Vorwort - Ich möchte arbeiten!

Autor:in - Josef Fragner
Themenbereiche: Arbeitswelt
Textsorte: Zeitschrift
Releaseinfo: Behinderte in Familie, Schule und Gesellschaft Nr. 4/5/1998 ; Thema: Ich will arbeiten! Behinderte in Familie, Schule und Gesellschaft (4/5/1998)
Copyright: © Josef Fragner 1998

Inhaltsverzeichnis

Vorwort - Ich möchte arbeiten!

"Wer braucht mich?" ist eine Frage, die der moderne Kapitalismus völlig zu negieren scheint. Das System strahlt Gleichgültigkeit aus. Es tut dies bei den Ergebnissen menschlichen Strebens ebenso wie auf den Märkten des Alles oder Nichts, wo es kaum noch eine Verbindung zwischen Risiko und Belohnung gibt. Der Gewinner bekommt alles. Menschen werden behandelt, als wären sie problemlos ersetzbar oder überflüssig. Solche Praktiken vermindern für alle sichtbar und brutal das Gefühl persönlicher Bedeutung, das Gefühl, für andere notwendig zu sein. Man könnte einwenden, daß der Kapitalismus immer so war. Aber nicht in dieser Weise. Die Gleichgültigkeit des alten klassengebundenen Kapitalismus war grob und materiell; die Indifferenz, die der flexible Kapitalismus ausstrahlt, ist persönlicher, weil das System selbst weniger definiert ist, in seiner Form weniger lesbar.

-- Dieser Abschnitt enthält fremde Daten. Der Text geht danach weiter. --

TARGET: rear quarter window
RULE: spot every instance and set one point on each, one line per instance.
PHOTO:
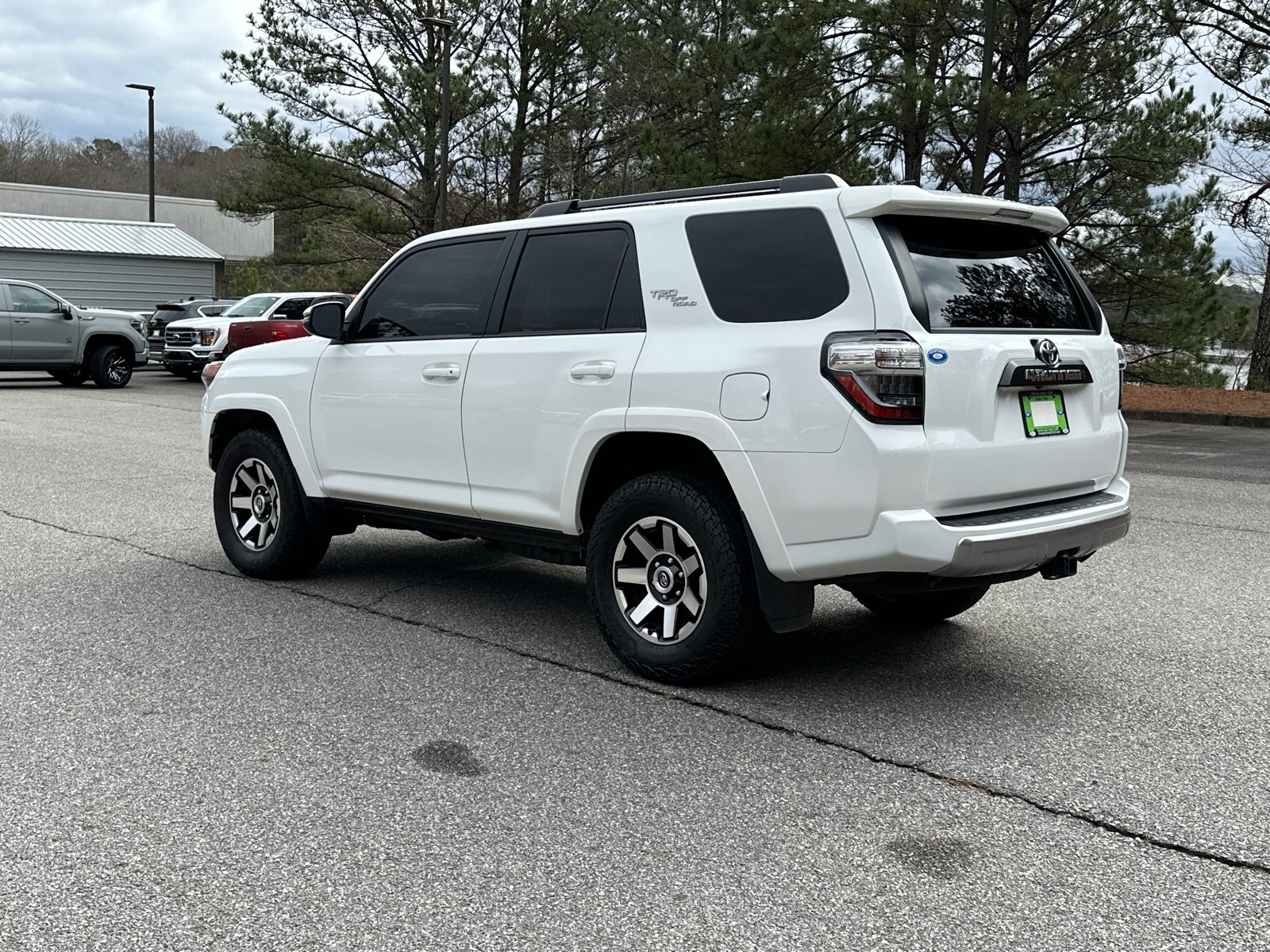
(779, 264)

Dies alles bei denen, die keine Schwierigkeiten, keine Behinderungen haben. Erscheint da nicht die Forderung nach Gebrauchtwerden bei behinderten Menschen überzogen? "Er fühlt sich akzeptiert und gleichwertig, trifft auch häufig Kollegen in der Freizeit" (vgl. Artikel Schabmann/Klipcera) - dies ist schon Begründung genug für die Forderung nach beruflicher Integration.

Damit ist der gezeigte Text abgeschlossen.